After five seasons in either anthracite or white helmets, the New Mexico football program will return to its traditional silver lids in 2020.
“It’s tradition to have silver helmets,” first-year head coach Danny Gonzales told the Santa Fe New Mexican following the team’s first spring practice. “It’s a cleaner look that everyone around here seems to like. I grew up a Lobo fan, and that’s the uniform I’ve always known.”
Silver helmets have been an integral part of New Mexico’s identity since 1974, when the Lobos wore a Zia sun symbol on the side with cherry and turquoise stripes down the middle. That look remained (albeit with different logos, including front- and sideways-facing wolves) through the 2014 season, though the team briefly experimented with white helmets in 2011.

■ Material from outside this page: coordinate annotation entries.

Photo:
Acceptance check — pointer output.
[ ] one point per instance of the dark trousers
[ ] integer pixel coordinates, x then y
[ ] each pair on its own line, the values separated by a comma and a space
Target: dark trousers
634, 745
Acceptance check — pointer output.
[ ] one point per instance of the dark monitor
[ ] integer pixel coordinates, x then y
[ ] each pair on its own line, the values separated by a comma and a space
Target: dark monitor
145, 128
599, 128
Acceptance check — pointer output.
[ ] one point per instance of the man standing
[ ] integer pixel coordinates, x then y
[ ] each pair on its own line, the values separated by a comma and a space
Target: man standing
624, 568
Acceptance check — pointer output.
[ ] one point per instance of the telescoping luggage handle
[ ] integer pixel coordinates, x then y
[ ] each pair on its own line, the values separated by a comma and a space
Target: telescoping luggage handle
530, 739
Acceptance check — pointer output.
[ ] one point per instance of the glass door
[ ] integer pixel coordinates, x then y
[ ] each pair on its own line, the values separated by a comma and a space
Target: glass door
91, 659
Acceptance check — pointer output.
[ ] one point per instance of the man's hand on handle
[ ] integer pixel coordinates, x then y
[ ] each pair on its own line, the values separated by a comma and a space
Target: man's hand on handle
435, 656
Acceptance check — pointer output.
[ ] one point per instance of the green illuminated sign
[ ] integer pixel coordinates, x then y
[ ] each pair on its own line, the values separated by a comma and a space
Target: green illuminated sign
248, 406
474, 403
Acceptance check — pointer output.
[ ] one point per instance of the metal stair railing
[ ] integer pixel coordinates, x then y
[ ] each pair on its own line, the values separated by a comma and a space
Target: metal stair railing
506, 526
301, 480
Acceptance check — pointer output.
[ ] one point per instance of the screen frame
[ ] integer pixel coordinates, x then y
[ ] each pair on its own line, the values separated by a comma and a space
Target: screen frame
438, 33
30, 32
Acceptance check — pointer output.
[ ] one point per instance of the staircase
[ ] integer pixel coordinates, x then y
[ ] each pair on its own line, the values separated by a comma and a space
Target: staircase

Then, in 2015, former head coach Bob Davie bucked tradition by introducing the aforementioned anthracite and white helmets, as well as anthracite alternate uniforms. The Lobos mixed-and-matched various elements of those uniforms — which sometimes included numbers on one or both sides of the helmet — throughout his tenure, which ended last November.
Gonzales, on the other hand, doesn’t believe his team needs alternate and/or flashy uniforms to attract prospective recruits. And as a former Lobo player, graduate assistant and safeties/special teams coach, he believes their look should connect with fans who have followed the program for decades.
“I’m a traditionalist. I like the old look,” Gonzales said. “We can always mix it up, but the silver helmets are our identity — at least for a lot of the fans.”
New Mexico will presumably unveil updated uniforms for the upcoming season, which kicks off on Aug. 29 against Idaho State. It’s unclear when that will happen or what logo will go on the side of the Lobos’ new (but familiar) silver helmets.